Of course I saw your second post. The information on the order statistics was useful. Still I can't get from that formulation of the pdf for the minimum and the maximum to the expression in the original link. Here's the problem:

In the orginal link the integrand involved only constants and powers of the normal CDF. The integrand you write for the expected value has the independant variable x, the pdf f(x), and powers of the CDF F(x) and the complement (1-F(x)). That is the remaining step that I'm missing. There is also the matter of the constant n! /(r-1)!*(n-r)! in the initial expression for the expectation where r = 1 for the minimum and r = n for the maximum.

Let

F1(x) is the CDF of Min &

F2(x) is the CDF of Max

E(Min)=(Integral ( [1-F1(x) ] dx, -%INF, %INF)

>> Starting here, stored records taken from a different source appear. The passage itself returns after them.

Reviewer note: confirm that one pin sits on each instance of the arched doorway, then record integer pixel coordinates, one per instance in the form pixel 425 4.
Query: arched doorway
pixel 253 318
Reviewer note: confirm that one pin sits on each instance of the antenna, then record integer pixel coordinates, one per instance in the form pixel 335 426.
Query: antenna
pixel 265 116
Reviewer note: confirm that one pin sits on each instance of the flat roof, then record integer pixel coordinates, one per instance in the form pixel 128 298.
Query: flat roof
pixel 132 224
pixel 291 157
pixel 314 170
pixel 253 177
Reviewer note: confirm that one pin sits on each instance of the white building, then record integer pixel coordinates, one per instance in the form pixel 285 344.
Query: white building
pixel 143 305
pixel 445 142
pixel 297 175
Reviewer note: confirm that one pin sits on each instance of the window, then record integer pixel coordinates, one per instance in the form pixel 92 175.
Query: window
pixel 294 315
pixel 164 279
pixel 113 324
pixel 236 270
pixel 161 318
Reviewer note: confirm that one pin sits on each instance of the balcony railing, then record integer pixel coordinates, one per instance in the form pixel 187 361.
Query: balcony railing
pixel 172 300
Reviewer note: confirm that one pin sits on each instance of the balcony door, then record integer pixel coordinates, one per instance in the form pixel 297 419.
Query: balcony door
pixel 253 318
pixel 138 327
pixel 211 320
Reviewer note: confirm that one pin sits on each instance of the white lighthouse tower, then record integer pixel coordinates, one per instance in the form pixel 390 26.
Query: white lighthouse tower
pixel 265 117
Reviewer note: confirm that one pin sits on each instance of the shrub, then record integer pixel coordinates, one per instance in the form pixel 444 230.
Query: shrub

E(Max)=(Integral ( [1-F2(x) ] dx, -%INF, %INF)

E(Range) =E(max)-E(min)

= (Integral ( [1-F2(x) -1 + F1(x) ] dx, -%INF, %INF)

= (Integral ( [F1(x) - F2(x) ] dx, -%INF, %INF)

I have already explaind the formulation of CDF of Min and Max

Code:

```
let Ma is the maximum
P[Ma <=x ]= P[X1<=x,.....Xn<=x] = product(i=1:n)(P[Xi<=x]) = Fx^n ( identical)
For deriving Minimum, [B]use the Reliability function[/B]
Let Mi is the minimum
P(Min>x) = P[X1>x,.....Xn>x]
etc.
```

ie F1(x) = 1-{1 - F(x)}^n

F2(x) = F(x)^n

Replace this, you will get the answer.

you have to offer a beer for more explanation.